My dad is a meat man. Not only is he a meat man, he’s a grill man. More than anything, he’s a steak man. He grills steaks out about four times a week, on an average, sometimes more, sometimes less, but if it’s less, then he’s usually grilling some other form of meat (sausage, quail, chicken) in its place. He eats pasta and enjoys it enough, but his first taste of gnocchi (which I of course love, coming from dough) was a dish I had ordered at a restaurant, and he hated it. He called them “little dough balls.” He couldn’t pronounce the word correctly, and instead has since referred to them by this title.
That was about five years ago, and in that time I have gone to cooking school in Italy and came home to make him goat cheese gnocchi, which he actually enjoyed, and I, of course, ate them like candy. There’s something about the doughyness of gnocchi, I am a pasta-addict, but gnocchi go the extra mile and combine pasta with a hint of a thick, plump bread. It’s fun to bite through a piece of tender gnocchi, thicker than pasta but still retaining a similar taste.

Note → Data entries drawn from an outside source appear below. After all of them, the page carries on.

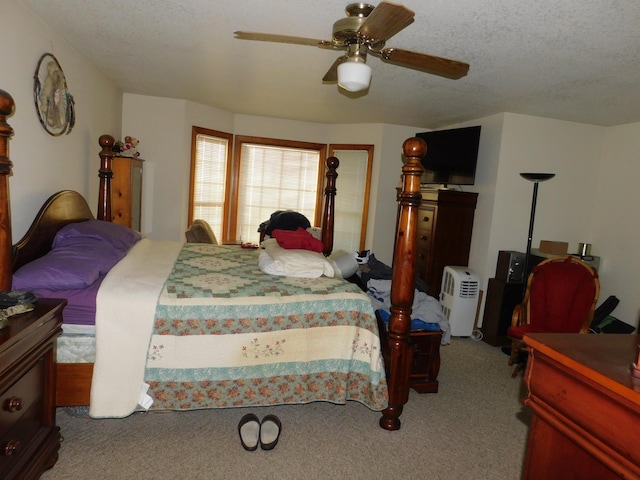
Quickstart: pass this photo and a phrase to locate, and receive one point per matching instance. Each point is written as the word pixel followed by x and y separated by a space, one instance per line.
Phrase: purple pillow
pixel 118 236
pixel 77 264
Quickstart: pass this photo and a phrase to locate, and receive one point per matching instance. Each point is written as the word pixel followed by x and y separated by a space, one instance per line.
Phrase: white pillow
pixel 276 260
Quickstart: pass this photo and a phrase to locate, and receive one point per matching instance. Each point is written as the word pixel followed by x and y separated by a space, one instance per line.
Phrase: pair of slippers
pixel 253 432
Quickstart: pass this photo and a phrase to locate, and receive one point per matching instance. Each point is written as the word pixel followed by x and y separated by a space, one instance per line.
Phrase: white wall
pixel 615 226
pixel 44 164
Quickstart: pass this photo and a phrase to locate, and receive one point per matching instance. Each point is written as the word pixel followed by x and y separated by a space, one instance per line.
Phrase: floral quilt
pixel 228 335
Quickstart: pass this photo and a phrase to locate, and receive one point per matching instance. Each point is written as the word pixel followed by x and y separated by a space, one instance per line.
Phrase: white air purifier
pixel 459 299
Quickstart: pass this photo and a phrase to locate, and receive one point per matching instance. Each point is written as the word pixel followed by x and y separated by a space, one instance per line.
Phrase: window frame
pixel 367 187
pixel 195 131
pixel 234 164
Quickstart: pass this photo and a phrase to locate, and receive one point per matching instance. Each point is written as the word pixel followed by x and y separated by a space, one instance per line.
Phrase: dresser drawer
pixel 423 240
pixel 19 397
pixel 425 220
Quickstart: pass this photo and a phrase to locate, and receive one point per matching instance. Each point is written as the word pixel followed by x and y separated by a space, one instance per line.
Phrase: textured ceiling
pixel 576 60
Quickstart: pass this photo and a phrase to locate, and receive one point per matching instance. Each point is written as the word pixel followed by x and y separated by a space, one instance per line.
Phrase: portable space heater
pixel 459 299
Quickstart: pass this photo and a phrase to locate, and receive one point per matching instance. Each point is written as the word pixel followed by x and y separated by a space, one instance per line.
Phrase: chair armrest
pixel 519 316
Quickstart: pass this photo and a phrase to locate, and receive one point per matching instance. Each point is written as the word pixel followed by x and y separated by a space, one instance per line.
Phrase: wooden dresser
pixel 586 406
pixel 444 233
pixel 29 437
pixel 126 191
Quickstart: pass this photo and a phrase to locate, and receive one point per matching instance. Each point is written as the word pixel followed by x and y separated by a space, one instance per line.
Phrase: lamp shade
pixel 354 76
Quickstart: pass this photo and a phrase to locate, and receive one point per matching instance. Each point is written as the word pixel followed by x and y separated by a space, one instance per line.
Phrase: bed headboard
pixel 60 209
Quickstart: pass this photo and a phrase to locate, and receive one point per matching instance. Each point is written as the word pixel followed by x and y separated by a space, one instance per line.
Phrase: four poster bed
pixel 215 330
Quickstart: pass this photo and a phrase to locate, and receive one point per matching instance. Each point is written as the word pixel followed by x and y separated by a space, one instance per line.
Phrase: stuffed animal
pixel 129 148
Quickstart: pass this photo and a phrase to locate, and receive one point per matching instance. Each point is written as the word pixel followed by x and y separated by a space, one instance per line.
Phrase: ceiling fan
pixel 365 30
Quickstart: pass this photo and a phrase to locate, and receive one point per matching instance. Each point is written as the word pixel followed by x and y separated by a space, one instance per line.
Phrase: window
pixel 210 162
pixel 352 199
pixel 275 175
pixel 235 193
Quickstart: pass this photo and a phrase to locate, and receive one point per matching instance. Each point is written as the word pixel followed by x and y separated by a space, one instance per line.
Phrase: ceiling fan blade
pixel 443 67
pixel 385 21
pixel 332 74
pixel 270 37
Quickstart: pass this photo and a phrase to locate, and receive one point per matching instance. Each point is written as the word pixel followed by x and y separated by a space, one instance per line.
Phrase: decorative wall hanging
pixel 54 103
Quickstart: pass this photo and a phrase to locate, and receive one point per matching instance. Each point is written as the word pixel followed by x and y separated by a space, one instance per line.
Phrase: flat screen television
pixel 452 156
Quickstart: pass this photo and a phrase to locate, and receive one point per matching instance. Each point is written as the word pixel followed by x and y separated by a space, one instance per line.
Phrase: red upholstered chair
pixel 561 297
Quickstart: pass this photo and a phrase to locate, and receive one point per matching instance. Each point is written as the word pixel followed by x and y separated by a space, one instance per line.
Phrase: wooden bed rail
pixel 400 355
pixel 7 106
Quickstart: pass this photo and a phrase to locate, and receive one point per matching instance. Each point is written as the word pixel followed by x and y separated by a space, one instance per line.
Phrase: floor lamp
pixel 536 178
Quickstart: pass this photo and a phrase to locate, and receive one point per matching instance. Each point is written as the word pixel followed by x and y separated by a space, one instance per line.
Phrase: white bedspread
pixel 125 309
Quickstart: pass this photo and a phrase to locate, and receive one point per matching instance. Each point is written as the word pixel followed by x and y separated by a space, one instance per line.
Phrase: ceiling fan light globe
pixel 354 76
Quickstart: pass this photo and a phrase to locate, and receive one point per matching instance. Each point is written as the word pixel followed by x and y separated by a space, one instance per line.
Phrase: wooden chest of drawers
pixel 29 437
pixel 445 225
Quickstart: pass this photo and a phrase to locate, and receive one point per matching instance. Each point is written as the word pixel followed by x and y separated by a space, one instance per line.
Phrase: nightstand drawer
pixel 19 397
pixel 18 439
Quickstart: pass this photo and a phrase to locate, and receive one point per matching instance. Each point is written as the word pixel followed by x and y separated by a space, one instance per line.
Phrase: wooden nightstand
pixel 425 366
pixel 29 437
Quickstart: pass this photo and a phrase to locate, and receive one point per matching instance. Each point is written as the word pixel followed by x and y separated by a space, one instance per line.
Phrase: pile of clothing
pixel 426 311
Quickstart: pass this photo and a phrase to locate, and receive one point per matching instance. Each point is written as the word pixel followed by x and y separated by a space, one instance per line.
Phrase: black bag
pixel 9 298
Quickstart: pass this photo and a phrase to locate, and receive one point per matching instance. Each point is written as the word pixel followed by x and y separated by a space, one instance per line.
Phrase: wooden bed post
pixel 329 205
pixel 400 355
pixel 105 173
pixel 7 106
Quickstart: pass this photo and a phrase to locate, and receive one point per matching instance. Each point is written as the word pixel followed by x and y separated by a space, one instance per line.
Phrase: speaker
pixel 502 298
pixel 510 266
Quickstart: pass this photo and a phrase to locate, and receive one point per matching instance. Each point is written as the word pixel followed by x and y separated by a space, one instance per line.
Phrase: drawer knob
pixel 14 404
pixel 12 448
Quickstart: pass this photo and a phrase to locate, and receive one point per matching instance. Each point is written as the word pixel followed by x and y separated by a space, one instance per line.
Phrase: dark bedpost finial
pixel 105 173
pixel 329 205
pixel 7 107
pixel 403 283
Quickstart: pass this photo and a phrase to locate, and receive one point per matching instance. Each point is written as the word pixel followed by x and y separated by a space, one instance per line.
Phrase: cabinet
pixel 126 191
pixel 445 225
pixel 29 437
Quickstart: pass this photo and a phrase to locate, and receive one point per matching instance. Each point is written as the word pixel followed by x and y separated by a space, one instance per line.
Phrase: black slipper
pixel 249 430
pixel 270 432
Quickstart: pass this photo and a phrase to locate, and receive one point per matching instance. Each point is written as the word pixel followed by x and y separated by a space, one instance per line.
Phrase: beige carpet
pixel 474 428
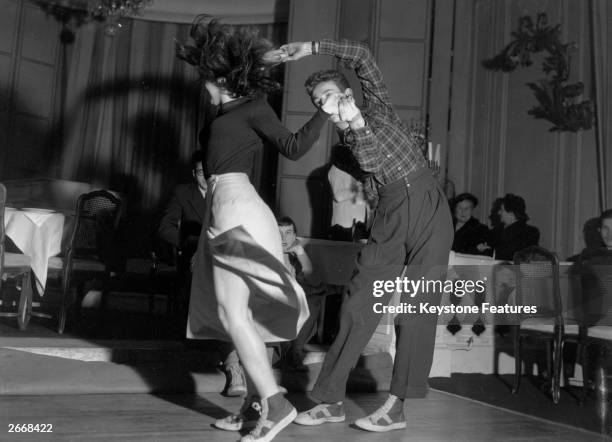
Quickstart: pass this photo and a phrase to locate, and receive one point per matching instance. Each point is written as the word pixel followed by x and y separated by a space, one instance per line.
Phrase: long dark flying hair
pixel 234 55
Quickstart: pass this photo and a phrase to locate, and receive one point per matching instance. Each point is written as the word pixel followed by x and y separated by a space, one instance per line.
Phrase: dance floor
pixel 440 417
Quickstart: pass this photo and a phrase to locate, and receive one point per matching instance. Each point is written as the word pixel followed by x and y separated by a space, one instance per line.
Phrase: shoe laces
pixel 262 421
pixel 313 412
pixel 235 373
pixel 386 407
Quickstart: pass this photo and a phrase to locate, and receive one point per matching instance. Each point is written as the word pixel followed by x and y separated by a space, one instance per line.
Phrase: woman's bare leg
pixel 233 298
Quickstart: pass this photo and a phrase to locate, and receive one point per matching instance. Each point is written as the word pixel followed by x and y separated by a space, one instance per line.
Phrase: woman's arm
pixel 292 145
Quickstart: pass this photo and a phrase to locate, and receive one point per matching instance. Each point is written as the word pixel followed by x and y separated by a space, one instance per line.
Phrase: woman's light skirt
pixel 240 251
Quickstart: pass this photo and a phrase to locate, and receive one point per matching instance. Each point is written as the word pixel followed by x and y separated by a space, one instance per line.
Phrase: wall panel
pixel 9 20
pixel 403 19
pixel 402 64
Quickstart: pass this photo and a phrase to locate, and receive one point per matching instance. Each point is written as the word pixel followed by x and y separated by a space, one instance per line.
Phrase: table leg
pixel 24 311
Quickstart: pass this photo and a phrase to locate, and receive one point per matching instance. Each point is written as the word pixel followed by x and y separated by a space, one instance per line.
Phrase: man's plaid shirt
pixel 383 146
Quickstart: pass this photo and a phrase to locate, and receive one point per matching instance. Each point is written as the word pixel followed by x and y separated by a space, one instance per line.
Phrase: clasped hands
pixel 340 106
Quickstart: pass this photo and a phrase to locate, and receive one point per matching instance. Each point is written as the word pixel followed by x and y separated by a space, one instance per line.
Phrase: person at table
pixel 514 234
pixel 412 226
pixel 298 261
pixel 241 290
pixel 594 267
pixel 181 224
pixel 469 232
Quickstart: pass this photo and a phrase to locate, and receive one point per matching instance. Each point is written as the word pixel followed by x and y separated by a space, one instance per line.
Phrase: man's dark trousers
pixel 412 225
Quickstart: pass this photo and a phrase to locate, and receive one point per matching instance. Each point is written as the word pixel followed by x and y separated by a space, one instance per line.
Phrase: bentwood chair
pixel 537 284
pixel 90 246
pixel 15 267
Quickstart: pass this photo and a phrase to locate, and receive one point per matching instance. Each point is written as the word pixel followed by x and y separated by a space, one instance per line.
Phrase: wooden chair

So I began to brainstorm again, thinking of shades of white, and again asked for some help from Dan (as much as I love to cook, and bake, and make and mix and stir things, I’m simply no good at throwing random ingredients together and coming up with something brilliant. I like to stick to my recipes, sometimes adding a little more vanilla than called for, but I need something concrete to follow). For the gnocchi I strayed. I would go out on a limb (while Dan held onto me, of course), and we came up with orange and almond gnocchi.
45 g ground almonds
3-4 tablespoons powdered sugar (I kept adding this to the mixing bowl and it’s so light the scale didn’t register at all, hence the tablespoons instead of grams)
zest from at least half a large orange
liberal pinch of salt
20-25 g flour and extra for rolling
large pat of butter
a few glugs of Amaretto
juice from half an orange
First, I bought a container of ricotta that was 250 grams, used a little to test the gnocchi, and found that it was too runny, so following other recipes I’d looked over (see, I need that direction), I drained what was left by pouring it into a fine-mesh sieve on top of a larger bowl, which I then covered with Saran wrap and stuck in the fridge overnight. When I measured it out, it was 170 grams. Put it in a mixing bowl and add the ground almonds. Mix together, then put in the powdered sugar, depending on how sweet you want it, 3 or 4 tablespoons. Stick your finger in there and make sure it tastes good. Mix in the zest and a large pinch of salt (Dan says this really brings out the almond flavor), and finally mix in the flour. I say 20-25 grams because it depends on the consistency, you want them to be soft, but not too gooey you can’t roll them. (Some people hesitate to put lots of flour in their gnocchi, which I did at first and then ended up with some mushy gnocchi which ended up falling apart. If you’re one of those people that doesn’t like floury gnocchi, you can add a little more ground almonds and a little less flour). Finally, on a floured surface (marble, parchment, something flat and smooth) take the dough and roll out into a log under your hands. You’ll probably have to take it in sections because as you roll, it becomes longer and hard to deal with big pieces. Roll to about the circumference of your thumb, and then taking a knife cut into little one-inch pieces.
Note: The finished product, as you can see, is not exactly white, but I guess that falls under the theme Shades of White. I was thinking of taking a picture of my actual whites (ricotta, ground almonds, flour, powdered sugar, salt) but I thought better of it and I'm sure yall all appreciate it more that I didn't. So my Orange and Almond Gnocchi is a lovely orangey shade of white. And thanks to Dan for being a taste-tester, although he borders on salt-obsessed and eats a whole plate of gnocchi before giving you his opinion.